ORONO, Maine — The keynote speaker at the 21st annual Maine Child Welfare Conference told the story of how well-meaning and loving relatives didn’t accept that her child, who is half black and half white, needed to be treated differently when it came to her hair care.
“They were treating Nicky as if she were white,” said Judith Josiah-Martin, Office of Multicultural Programs director at the University of Maine and a doctoral student at the Smith College School of Social Work, recalling her daughter’s first camping trip decades ago with her white in-laws. “They washed her hair every day. It frizzed. It frizzed every day.”
The solution her in-laws came up with to manage the frizzy hair was to cover her daughter’s head with a bandana. When the camping trip was over, however, “it was uncombable” and her daughter’s hair needed to be cut off, Josiah-Martin said.
By ignoring her daughter’s diversity, her in-laws “failed to encompass the whole person.” The same thing can happen with those who provide services to children, she stressed to conference attendees Wednesday at the University of Maine.
“Engagement suffers,” Josiah-Martin said to the more than 200 nurses, child protection caseworkers, social workers, law enforcement personnel, students and mental health and educational professionals. “And as a result, we fail to meet the needs of the diverse child and family.”
Diversity matters because it affects how people seek health care services, she said.
Josiah-Martin has more than 25 years of experience working as a clinical social worker and is a former director of clinical services at substance abuse and mental health programs in Antigua.
Diversity, whether it be race, sexuality, social or economic factors, should be embraced in order to provide the best care, she said.
Pat Phillips, a licensed clinical social worker at Penobscot Pediatrics in Bangor, said those who work with children often are just “trying to be nice” by ignoring differences.
“It’s the elephant in the living room,” she said during a break in the daylong conference, held at Wells Conference Center on campus.
That is why it’s so important to gather and educate providers to make changes, said Phillips, who admitted to “messing up” and making remarks without thinking in the past. She now considers what she says before she speaks.
“We all play a role in this,” the social worker said. “We have to examine ourselves, be self-aware and self-monitor.”
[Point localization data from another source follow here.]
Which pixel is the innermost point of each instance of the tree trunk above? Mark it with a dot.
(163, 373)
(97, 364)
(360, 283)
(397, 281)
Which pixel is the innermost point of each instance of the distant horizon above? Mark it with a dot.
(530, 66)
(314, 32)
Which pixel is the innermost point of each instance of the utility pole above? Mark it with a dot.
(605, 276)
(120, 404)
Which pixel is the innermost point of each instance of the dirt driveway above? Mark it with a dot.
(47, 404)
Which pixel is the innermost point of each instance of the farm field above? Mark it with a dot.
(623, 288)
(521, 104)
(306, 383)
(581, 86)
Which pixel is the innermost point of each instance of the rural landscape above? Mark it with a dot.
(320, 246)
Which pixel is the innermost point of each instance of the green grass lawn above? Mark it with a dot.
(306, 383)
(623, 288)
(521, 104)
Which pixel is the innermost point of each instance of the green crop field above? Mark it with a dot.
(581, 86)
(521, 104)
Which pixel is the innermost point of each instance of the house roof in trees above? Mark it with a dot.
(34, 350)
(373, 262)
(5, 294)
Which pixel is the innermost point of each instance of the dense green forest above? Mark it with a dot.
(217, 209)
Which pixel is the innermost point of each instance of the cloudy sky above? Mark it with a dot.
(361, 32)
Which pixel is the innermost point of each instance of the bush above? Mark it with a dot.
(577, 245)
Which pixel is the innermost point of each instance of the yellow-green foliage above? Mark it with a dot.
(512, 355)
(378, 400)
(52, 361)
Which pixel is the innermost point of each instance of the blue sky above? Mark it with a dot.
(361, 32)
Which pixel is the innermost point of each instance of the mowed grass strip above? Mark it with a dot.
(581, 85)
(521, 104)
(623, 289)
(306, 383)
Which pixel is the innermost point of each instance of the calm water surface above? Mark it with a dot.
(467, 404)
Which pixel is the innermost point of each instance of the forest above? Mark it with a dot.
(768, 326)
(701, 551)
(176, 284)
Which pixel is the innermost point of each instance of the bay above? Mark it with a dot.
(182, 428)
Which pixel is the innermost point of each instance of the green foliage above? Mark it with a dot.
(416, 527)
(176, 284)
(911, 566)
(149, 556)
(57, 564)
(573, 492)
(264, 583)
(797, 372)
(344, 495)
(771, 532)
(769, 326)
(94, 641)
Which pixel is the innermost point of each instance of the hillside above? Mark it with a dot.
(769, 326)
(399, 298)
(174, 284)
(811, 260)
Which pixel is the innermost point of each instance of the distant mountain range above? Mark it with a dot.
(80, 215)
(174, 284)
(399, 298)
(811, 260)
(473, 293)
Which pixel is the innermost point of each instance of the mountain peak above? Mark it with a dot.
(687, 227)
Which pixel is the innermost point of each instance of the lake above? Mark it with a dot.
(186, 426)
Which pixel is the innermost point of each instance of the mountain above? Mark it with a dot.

Former Bangor police Chief Ron Gastia said he was really impressed with the two youngsters with mixed racial backgrounds who spoke during the first panel of the day about surviving foster care without their diversity recognized.
Bonny Dodson, clinical director of United Cerebral Palsy of Maine, said what she took away from the young panelists is that better records need to be kept for children in foster care to learn about their backgrounds.
“That is a key issue,” Dodson said.
Without records, children in foster care don’t know about their biological background or their family’s medical history, and therefore can’t recognize or celebrate their cultural diversity, she said. Oftentimes records are kept from children to “protect them” from the realities of why they were removed from their families, but “they know,” Phillips said.